Near the beginning of the course, we set the students to read the chapter “Crap Detection 101: How to Find What You Need to Know, and How to Decide If It’s True” from Rheingold & Weeks’ book NetSmart. During the tutorial, we get them working in small groups, and give them several, carefully selected web pages to test their skills on. We pick webpages that we think are not too easy nor too hard, and use a mix of credible and misleading ones. It’s a real eye-opener exercise for our students.
To guide them in the activity, we give them the following list of tips (originally distilled from the book by our TA, Matt King, who wrote the first draft of the worksheet).
Tactics for Detecting Crap on the Internet
Here’s a checklist of tactics to use to help you judge the credibility of web pages. Different tactics will be useful for different web pages – use your judgment to decide which tactics to try first. If you find some of these don’t apply, or don’t seem to give you useful information, think about why that is. Make notes about the credibility of each webpage you explored, and which tactics you used to determine its credibility.
- Authorship
- Is the author of a given page named? Who is s/he?
- What do others say about the author?
- Sources cited
- Does the article include links (or at least references) to sources?
- What do these sources tell us about credibility and/or bias?
- Ownership of the website
- Can you find out who owns the site? (e.g. look it up using www.easywhois.com)
- What is the domain name? Does the “pedigree” of a site convince us of its trustworthiness?
- Who funds the owner’s activities? (e.g. look them up on http://www.sourcewatch.org)
- Connectedness
- How much traffic does this site get? (e.g. use www.alexa.com for stats/demographics)
- Do the demographics tell you anything about the website’s audience? (see alexa.com again)
- Do other websites link to this page? (e.g. google with the search term “link: http://*paste URL here*”)? If so, who are the linkers?

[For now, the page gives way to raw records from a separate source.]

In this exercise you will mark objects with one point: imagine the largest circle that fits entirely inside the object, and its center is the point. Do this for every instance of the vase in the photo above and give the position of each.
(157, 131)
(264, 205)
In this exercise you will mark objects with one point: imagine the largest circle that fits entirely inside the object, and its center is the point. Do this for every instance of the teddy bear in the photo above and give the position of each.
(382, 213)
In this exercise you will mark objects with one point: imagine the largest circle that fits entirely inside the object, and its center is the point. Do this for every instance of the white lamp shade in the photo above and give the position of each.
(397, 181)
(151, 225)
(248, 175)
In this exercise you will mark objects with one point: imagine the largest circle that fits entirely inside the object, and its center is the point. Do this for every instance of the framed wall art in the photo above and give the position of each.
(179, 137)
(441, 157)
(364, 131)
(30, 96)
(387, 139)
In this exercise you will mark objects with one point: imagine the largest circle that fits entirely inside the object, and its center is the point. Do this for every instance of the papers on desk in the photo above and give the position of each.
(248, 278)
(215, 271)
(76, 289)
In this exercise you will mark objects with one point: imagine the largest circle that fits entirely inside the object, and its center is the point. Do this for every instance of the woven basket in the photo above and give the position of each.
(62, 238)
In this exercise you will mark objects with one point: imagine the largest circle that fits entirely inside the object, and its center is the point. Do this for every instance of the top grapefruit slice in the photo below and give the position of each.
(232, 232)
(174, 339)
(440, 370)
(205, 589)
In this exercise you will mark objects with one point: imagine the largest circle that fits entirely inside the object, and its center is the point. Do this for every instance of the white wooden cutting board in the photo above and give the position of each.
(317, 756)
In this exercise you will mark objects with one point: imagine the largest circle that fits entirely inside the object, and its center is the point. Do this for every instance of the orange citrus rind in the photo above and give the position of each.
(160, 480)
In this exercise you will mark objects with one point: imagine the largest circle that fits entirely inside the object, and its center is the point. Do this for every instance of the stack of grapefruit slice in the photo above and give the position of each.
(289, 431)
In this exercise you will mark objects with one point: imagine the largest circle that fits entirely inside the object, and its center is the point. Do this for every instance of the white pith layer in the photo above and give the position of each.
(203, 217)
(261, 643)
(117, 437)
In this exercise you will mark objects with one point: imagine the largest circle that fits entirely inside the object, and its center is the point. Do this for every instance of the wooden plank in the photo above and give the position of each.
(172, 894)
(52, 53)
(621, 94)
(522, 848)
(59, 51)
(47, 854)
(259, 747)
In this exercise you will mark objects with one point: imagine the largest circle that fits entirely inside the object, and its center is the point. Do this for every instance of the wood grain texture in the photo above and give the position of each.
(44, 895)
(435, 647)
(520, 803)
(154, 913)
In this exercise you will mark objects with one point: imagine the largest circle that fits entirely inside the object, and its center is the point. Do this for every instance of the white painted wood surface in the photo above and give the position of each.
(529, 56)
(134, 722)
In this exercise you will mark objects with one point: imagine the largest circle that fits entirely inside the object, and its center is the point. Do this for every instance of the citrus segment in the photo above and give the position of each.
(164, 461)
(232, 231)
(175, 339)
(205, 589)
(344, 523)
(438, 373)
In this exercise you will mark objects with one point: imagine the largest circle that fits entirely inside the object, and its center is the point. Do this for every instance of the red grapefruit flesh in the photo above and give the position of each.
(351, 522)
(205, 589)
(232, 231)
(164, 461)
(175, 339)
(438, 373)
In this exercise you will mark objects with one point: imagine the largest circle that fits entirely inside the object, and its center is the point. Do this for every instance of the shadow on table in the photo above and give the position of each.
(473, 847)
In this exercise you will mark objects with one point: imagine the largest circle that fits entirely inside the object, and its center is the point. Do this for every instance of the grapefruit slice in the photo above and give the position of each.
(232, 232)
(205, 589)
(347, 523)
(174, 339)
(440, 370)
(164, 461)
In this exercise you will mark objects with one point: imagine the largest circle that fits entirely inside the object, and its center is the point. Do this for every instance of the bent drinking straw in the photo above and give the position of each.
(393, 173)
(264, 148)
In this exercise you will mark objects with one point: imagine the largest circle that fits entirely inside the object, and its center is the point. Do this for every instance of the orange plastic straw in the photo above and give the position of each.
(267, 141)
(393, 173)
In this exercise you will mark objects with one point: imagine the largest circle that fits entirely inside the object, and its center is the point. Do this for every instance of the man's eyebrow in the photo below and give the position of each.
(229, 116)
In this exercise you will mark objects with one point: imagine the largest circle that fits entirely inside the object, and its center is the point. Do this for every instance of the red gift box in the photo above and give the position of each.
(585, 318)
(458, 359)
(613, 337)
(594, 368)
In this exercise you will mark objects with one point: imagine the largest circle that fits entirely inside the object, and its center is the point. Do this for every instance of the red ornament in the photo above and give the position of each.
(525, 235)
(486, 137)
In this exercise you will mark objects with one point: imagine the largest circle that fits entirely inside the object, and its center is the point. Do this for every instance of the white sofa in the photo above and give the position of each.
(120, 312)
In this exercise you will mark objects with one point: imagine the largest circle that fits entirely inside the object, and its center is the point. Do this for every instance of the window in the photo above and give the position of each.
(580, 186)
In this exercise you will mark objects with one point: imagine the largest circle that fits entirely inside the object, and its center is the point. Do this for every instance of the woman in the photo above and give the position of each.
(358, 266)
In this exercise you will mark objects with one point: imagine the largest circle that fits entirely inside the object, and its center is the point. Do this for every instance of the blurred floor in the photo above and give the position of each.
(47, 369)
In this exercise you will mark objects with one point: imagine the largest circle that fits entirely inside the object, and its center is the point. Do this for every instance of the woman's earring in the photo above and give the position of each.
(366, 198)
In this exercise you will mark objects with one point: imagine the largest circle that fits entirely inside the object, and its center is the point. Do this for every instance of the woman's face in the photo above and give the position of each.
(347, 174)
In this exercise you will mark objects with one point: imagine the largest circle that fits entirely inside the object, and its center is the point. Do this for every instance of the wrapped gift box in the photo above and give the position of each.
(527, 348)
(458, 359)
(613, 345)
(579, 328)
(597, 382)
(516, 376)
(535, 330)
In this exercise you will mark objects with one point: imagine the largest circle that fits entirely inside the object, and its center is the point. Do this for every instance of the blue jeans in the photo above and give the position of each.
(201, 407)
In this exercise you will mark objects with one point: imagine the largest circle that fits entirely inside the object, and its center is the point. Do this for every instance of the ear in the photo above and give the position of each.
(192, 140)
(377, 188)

- Is the page ranked highly when searched for from at least two search engines?
- Design & Interactivity
- Does the website’s design and other structural features (such as grammar) tell us anything about its credibility?
- Does the page have an active comment section? If so, does the author respond to comments?
- Triangulation
- Can you verify the content of a page by “triangulating” its claims with at least two or three other reliable sources?
- Do fact-checking sites have anything useful on this topic? (e.g. try www.factcheck.org)
- Are there topic-specific sites that do factchecking? (e.g. www.snopes.com for urban legends, www.skepticalscience.com for climate science). Note: How can you tell whether these sites are credible?
- Check your own biases
- Overall, what’s your personal stake in the credibility of this page’s content?
- How much time do you think you should allocate to verifying its reliability?